Here NA12878.asm.hap1.p_ctg.gfa and NA12878.asm.hap2.p_ctg.gfa give the assemblies for two haplotypes. In the binning mode, hifiasm does not purge haplotig duplicates by default. Because hifiasm reuses saved overlaps, you can generate both primary/alternate assemblies and trio binning assemblies with:

hifiasm -o NA12878.asm --primary -t 32 NA12878.fq.gz 2> NA12878.asm.pri.log
hifiasm -o NA12878.asm -t 32 -1 pat.yak -2 mat.yak /dev/null 2> NA12878.asm.trio.log

The second command line will run much faster than the first.
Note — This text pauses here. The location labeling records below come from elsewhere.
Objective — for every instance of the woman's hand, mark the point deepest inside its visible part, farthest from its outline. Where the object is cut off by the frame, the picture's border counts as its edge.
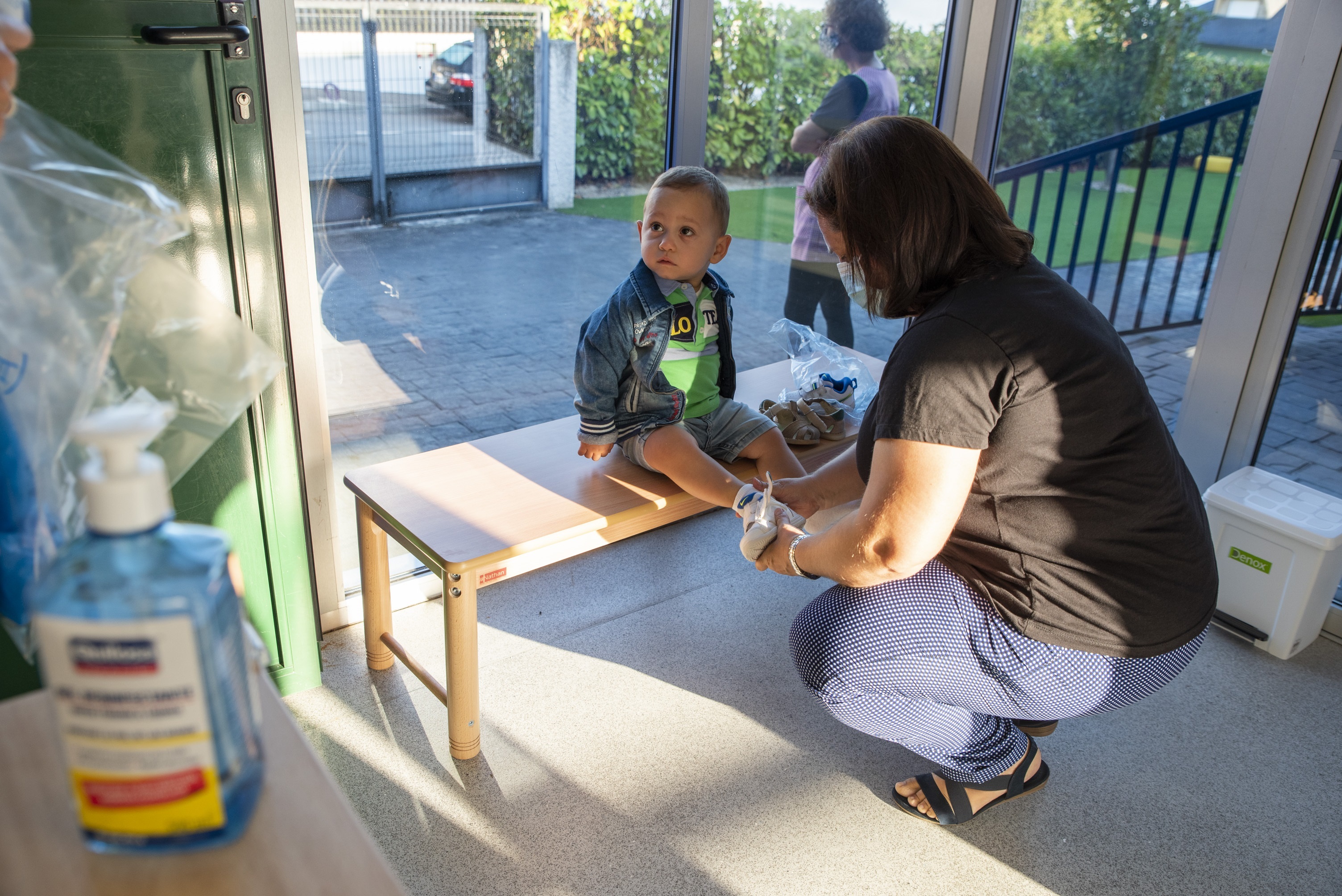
(776, 556)
(800, 494)
(810, 137)
(14, 35)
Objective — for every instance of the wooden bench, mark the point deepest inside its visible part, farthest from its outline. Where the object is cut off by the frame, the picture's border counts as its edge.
(484, 511)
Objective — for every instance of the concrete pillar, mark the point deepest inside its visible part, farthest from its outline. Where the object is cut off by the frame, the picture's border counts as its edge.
(563, 124)
(540, 63)
(480, 93)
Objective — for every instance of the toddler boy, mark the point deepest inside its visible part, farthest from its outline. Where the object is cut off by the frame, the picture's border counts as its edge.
(655, 372)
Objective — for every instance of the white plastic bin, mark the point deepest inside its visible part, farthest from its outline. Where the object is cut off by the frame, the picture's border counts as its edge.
(1280, 557)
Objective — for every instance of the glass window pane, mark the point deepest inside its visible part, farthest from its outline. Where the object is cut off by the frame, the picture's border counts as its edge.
(1302, 439)
(1121, 147)
(784, 78)
(460, 317)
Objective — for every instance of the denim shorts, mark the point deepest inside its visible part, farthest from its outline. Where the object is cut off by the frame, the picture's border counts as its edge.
(721, 435)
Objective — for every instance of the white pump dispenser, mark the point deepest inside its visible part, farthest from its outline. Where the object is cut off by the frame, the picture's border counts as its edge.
(125, 486)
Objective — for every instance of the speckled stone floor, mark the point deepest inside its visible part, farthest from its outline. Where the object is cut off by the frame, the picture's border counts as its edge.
(645, 733)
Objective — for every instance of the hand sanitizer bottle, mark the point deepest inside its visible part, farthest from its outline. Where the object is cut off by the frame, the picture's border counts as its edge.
(141, 646)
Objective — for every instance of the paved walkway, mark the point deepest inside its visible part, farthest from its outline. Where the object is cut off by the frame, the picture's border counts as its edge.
(457, 329)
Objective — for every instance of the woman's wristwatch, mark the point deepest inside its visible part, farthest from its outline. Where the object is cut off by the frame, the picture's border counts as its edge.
(792, 557)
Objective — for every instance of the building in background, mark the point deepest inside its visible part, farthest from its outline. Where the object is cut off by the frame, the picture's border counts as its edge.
(1242, 29)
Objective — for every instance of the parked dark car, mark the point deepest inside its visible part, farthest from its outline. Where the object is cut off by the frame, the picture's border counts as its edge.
(450, 81)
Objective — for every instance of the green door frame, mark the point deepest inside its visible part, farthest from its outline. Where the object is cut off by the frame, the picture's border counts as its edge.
(252, 481)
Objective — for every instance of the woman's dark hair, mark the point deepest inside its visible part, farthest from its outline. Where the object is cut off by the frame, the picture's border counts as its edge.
(862, 23)
(915, 214)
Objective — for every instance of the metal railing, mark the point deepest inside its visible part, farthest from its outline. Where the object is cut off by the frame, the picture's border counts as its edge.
(371, 116)
(1322, 293)
(1069, 228)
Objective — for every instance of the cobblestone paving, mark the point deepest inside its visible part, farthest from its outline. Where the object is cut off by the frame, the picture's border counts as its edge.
(453, 330)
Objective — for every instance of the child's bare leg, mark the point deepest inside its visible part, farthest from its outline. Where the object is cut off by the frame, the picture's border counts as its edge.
(675, 454)
(772, 454)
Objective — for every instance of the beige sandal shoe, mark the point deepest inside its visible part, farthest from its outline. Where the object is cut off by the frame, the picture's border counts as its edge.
(799, 426)
(830, 415)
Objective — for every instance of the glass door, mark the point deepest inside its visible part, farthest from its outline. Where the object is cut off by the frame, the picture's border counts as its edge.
(784, 79)
(1122, 140)
(474, 170)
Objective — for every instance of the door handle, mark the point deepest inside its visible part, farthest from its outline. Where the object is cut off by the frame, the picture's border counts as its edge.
(182, 35)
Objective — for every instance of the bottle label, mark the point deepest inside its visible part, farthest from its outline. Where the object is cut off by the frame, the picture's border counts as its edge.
(135, 719)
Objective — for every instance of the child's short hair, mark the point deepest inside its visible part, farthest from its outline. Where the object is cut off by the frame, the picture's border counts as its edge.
(692, 178)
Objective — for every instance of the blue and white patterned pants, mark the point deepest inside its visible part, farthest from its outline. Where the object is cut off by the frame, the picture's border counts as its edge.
(928, 663)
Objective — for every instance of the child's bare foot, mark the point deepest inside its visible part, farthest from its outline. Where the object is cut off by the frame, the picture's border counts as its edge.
(910, 791)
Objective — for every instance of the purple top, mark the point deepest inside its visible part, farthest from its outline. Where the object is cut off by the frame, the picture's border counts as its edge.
(882, 98)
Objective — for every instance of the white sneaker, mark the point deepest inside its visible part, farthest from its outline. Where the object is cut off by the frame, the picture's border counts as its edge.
(823, 519)
(839, 391)
(758, 510)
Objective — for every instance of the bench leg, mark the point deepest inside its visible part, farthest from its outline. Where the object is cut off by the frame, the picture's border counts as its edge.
(376, 580)
(464, 666)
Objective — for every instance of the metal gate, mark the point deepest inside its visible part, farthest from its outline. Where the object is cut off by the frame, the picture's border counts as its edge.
(406, 119)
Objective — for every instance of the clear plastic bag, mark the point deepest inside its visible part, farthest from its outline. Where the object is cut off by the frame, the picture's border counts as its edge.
(812, 355)
(75, 226)
(180, 344)
(81, 281)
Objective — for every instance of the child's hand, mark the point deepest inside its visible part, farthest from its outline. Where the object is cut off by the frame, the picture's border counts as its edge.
(594, 452)
(799, 494)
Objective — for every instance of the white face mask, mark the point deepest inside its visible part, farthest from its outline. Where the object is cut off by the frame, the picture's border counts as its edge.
(854, 285)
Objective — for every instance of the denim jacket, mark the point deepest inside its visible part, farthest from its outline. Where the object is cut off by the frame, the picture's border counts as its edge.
(618, 371)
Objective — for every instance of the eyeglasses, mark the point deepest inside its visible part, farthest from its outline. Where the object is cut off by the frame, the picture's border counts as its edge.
(830, 38)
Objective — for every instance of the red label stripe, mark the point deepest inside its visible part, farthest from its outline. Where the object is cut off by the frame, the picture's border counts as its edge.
(144, 792)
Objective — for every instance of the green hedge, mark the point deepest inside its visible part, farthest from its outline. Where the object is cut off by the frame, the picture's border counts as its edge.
(1087, 69)
(1082, 70)
(512, 86)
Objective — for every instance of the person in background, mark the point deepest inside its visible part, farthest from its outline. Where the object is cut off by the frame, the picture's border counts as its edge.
(14, 35)
(854, 31)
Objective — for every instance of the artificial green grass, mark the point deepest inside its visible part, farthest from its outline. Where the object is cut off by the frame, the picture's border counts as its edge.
(756, 214)
(1172, 232)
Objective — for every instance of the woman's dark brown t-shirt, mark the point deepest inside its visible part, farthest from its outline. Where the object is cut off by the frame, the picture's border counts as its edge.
(1083, 526)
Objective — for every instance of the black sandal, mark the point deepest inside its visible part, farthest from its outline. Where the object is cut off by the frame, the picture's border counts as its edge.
(959, 811)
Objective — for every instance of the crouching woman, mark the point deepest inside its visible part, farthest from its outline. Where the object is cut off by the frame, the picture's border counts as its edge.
(1028, 545)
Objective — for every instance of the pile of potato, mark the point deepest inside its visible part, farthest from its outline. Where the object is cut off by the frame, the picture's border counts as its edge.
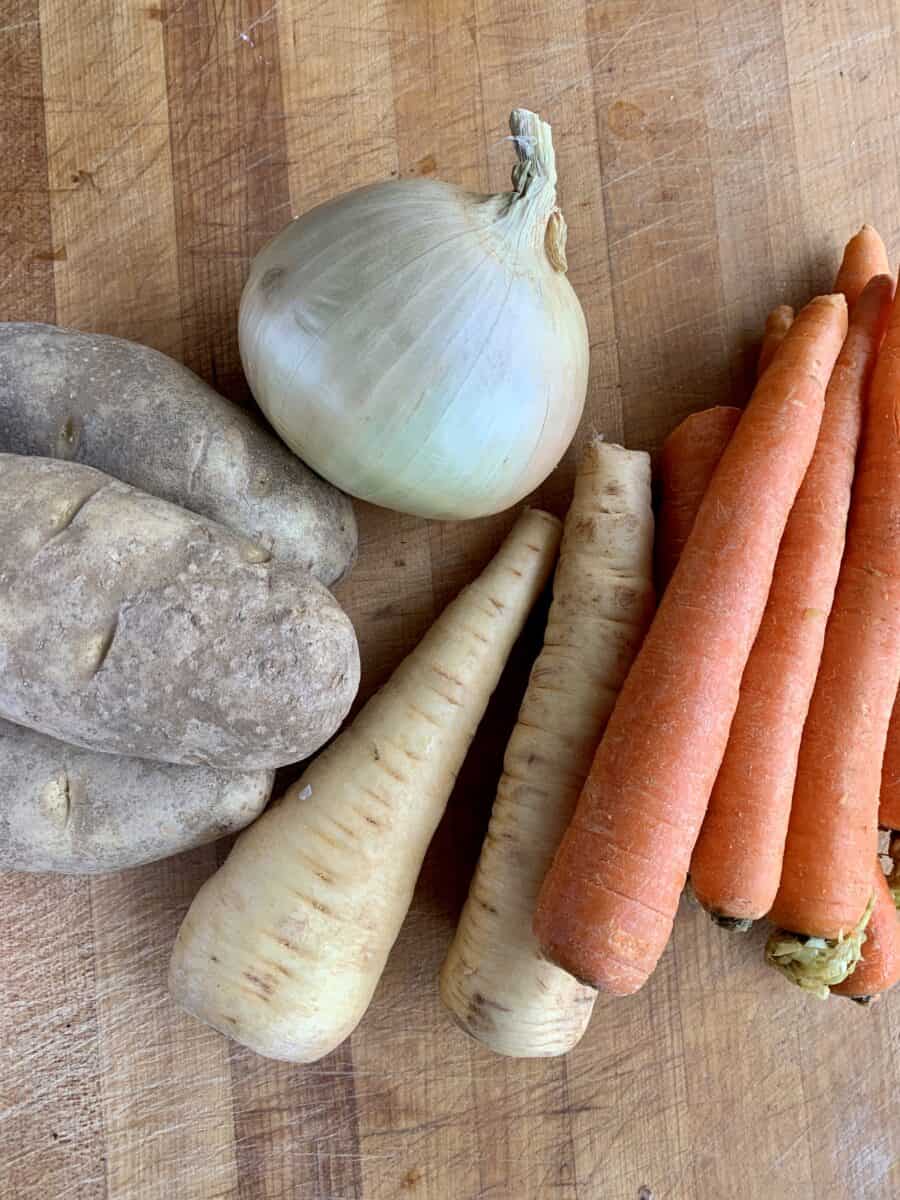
(167, 636)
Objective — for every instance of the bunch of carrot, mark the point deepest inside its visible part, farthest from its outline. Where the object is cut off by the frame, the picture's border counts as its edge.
(748, 741)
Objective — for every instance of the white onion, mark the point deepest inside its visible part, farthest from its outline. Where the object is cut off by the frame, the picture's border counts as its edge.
(420, 346)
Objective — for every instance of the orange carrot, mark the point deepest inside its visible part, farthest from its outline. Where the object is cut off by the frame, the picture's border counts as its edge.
(606, 906)
(688, 459)
(864, 257)
(777, 325)
(879, 969)
(832, 837)
(737, 861)
(889, 798)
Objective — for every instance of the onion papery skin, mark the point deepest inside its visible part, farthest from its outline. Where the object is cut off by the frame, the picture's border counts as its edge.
(419, 346)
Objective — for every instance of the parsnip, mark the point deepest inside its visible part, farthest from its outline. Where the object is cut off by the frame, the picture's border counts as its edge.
(283, 947)
(495, 981)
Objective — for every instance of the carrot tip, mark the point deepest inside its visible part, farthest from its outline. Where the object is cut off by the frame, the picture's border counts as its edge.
(817, 964)
(736, 924)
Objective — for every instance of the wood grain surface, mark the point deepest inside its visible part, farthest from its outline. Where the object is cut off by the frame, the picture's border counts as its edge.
(713, 157)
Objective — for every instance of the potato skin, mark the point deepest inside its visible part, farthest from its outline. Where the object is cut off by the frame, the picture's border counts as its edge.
(148, 420)
(133, 627)
(82, 813)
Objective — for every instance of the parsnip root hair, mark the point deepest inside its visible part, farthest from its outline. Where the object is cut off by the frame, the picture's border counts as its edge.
(495, 981)
(283, 947)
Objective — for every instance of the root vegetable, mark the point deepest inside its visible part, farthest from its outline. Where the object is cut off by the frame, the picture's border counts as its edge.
(889, 797)
(81, 813)
(605, 910)
(495, 981)
(879, 969)
(864, 256)
(283, 947)
(147, 420)
(133, 627)
(832, 838)
(687, 462)
(778, 322)
(737, 862)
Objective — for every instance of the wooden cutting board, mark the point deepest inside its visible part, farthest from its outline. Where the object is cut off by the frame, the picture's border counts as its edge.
(713, 157)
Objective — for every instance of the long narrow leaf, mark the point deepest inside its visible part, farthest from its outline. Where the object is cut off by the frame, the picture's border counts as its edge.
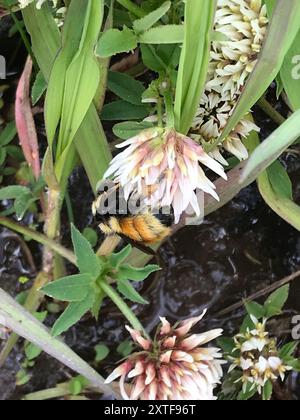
(25, 122)
(199, 19)
(15, 317)
(90, 140)
(268, 151)
(82, 76)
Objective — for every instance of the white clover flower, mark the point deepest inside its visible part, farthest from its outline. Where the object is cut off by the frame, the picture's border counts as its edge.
(243, 25)
(258, 359)
(175, 366)
(169, 165)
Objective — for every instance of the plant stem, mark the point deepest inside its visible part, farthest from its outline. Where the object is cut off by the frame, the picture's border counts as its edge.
(38, 237)
(159, 112)
(69, 207)
(131, 7)
(270, 111)
(169, 109)
(123, 307)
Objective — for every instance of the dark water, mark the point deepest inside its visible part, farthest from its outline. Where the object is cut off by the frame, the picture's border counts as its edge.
(242, 248)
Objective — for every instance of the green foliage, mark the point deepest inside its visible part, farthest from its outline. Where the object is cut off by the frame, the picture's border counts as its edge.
(83, 291)
(78, 384)
(38, 88)
(125, 348)
(129, 129)
(192, 74)
(123, 110)
(145, 23)
(275, 303)
(90, 140)
(115, 41)
(74, 78)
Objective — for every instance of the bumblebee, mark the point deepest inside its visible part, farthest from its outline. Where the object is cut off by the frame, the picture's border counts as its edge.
(129, 219)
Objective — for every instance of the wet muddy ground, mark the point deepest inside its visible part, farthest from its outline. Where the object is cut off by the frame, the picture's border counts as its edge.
(242, 248)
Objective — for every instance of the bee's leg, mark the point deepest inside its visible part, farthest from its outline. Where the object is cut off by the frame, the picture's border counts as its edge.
(147, 250)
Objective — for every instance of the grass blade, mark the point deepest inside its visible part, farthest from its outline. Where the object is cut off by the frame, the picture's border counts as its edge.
(90, 140)
(15, 317)
(270, 150)
(199, 19)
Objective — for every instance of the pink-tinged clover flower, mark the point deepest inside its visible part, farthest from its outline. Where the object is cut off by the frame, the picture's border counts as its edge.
(174, 366)
(169, 165)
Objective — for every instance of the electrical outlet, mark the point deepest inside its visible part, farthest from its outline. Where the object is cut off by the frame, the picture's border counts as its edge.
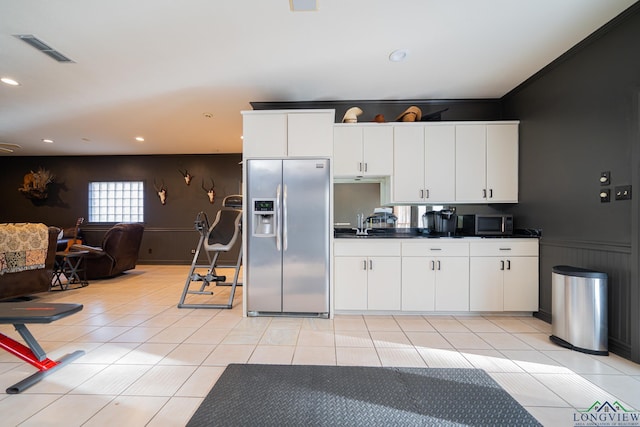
(623, 192)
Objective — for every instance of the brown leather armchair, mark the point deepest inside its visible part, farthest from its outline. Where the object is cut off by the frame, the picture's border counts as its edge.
(118, 252)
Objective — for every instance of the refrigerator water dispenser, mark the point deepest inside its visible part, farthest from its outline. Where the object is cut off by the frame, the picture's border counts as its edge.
(264, 217)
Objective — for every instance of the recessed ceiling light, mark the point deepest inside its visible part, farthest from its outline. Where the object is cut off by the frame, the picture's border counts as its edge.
(9, 81)
(398, 55)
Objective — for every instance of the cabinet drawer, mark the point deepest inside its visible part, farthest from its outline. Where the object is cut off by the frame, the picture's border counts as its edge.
(504, 247)
(366, 248)
(438, 249)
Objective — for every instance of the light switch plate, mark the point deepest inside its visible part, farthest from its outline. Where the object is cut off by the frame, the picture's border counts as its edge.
(623, 192)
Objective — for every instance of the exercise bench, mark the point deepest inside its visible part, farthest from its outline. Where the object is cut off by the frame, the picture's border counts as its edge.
(19, 314)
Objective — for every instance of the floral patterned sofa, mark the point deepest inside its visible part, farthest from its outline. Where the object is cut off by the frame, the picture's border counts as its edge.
(27, 255)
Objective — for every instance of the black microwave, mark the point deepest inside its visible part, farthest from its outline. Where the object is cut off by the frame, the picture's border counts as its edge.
(487, 225)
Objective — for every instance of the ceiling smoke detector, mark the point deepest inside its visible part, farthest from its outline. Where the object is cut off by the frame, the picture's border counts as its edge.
(398, 55)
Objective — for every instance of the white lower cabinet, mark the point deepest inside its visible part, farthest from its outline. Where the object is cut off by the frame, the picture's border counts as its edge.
(504, 275)
(426, 275)
(367, 275)
(435, 276)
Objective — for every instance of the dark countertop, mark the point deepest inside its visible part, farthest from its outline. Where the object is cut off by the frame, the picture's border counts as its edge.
(413, 233)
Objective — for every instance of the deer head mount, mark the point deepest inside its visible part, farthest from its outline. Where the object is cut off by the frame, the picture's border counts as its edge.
(35, 184)
(211, 193)
(186, 175)
(161, 191)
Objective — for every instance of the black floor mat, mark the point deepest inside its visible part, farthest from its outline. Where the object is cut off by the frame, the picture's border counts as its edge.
(295, 395)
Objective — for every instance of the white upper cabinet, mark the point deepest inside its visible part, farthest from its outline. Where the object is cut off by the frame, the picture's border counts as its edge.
(408, 164)
(487, 163)
(424, 164)
(362, 150)
(502, 162)
(291, 133)
(471, 172)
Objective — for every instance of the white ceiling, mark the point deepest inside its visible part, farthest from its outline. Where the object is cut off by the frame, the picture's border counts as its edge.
(154, 67)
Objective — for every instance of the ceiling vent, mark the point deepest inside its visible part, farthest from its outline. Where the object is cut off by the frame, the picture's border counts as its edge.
(303, 5)
(42, 47)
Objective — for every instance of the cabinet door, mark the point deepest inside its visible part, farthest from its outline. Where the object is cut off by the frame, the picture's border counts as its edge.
(521, 284)
(418, 284)
(347, 151)
(452, 284)
(471, 163)
(264, 135)
(408, 164)
(310, 134)
(486, 289)
(377, 150)
(350, 283)
(502, 163)
(440, 163)
(383, 291)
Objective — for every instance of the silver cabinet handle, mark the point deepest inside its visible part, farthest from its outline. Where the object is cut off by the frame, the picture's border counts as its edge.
(278, 244)
(285, 228)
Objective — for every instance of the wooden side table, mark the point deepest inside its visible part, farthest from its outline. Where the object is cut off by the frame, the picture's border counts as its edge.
(69, 265)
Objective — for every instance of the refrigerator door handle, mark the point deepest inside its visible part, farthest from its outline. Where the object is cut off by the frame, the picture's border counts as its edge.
(277, 225)
(284, 219)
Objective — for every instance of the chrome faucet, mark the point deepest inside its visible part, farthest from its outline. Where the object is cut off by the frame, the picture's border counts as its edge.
(361, 230)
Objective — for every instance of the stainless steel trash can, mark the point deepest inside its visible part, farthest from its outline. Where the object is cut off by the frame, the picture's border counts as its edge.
(579, 309)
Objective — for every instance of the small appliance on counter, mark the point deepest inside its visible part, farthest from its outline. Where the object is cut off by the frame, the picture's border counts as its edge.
(487, 225)
(440, 223)
(382, 218)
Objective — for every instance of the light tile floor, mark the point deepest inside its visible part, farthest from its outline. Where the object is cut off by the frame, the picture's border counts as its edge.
(148, 363)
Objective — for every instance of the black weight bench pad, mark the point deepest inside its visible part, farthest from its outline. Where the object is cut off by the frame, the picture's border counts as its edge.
(31, 312)
(21, 313)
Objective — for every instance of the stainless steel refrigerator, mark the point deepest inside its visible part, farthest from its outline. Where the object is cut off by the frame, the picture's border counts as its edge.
(288, 235)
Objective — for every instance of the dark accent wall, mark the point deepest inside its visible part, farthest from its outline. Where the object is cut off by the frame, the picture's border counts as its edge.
(433, 109)
(169, 234)
(578, 118)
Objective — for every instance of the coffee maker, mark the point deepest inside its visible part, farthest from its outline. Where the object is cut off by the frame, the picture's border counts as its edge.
(441, 223)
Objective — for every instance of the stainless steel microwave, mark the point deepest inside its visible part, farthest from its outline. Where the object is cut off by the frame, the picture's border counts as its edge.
(487, 225)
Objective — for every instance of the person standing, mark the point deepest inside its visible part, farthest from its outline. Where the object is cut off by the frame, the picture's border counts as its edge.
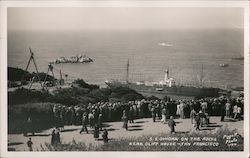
(239, 113)
(235, 111)
(125, 120)
(53, 137)
(57, 136)
(153, 111)
(29, 144)
(163, 114)
(222, 113)
(131, 115)
(84, 123)
(197, 122)
(228, 109)
(91, 120)
(28, 127)
(172, 124)
(105, 136)
(192, 116)
(100, 121)
(96, 132)
(178, 113)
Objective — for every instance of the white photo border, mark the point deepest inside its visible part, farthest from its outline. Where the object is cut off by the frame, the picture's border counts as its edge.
(3, 75)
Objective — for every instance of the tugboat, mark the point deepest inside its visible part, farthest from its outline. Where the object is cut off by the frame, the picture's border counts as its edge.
(73, 59)
(167, 87)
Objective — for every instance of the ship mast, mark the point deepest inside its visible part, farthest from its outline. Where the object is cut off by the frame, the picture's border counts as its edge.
(201, 78)
(127, 71)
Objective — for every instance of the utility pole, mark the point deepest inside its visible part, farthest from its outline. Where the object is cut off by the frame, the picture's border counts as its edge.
(37, 73)
(127, 71)
(50, 69)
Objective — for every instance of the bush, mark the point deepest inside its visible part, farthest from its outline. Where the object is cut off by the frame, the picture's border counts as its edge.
(40, 113)
(22, 96)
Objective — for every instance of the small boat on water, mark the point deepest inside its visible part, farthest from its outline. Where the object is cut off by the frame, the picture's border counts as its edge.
(224, 65)
(73, 59)
(163, 44)
(238, 58)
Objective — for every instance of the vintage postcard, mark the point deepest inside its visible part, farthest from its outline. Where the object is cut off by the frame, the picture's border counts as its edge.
(124, 78)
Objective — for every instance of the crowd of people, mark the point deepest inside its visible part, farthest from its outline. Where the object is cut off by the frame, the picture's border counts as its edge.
(93, 115)
(96, 113)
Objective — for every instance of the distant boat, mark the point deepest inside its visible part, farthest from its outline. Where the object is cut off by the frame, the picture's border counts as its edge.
(163, 44)
(73, 59)
(166, 87)
(224, 65)
(238, 58)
The phasing switch error rate and hamming error rate are able to be evaluated quickly by yak:

yak trioeval -t16 pat.yak mat.yak assembly.fa

The W-line and H-line reported by yak trioeval indicate switch error rate and hamming error rate respectively:

W       26714   3029448 0.008818
H       24315   3029885 0.008025

For this example, the switch error rate is 0.8818% and the hamming error rate is 0.8025%. If the hamming error rate or the swith error rate of trio-binning assembly is very high, it might be caused by hifiasm or the incorrect parental data. To fix it, see Why the hamming error rate or the swith error rate of trio-binning assembly is very high? for more details.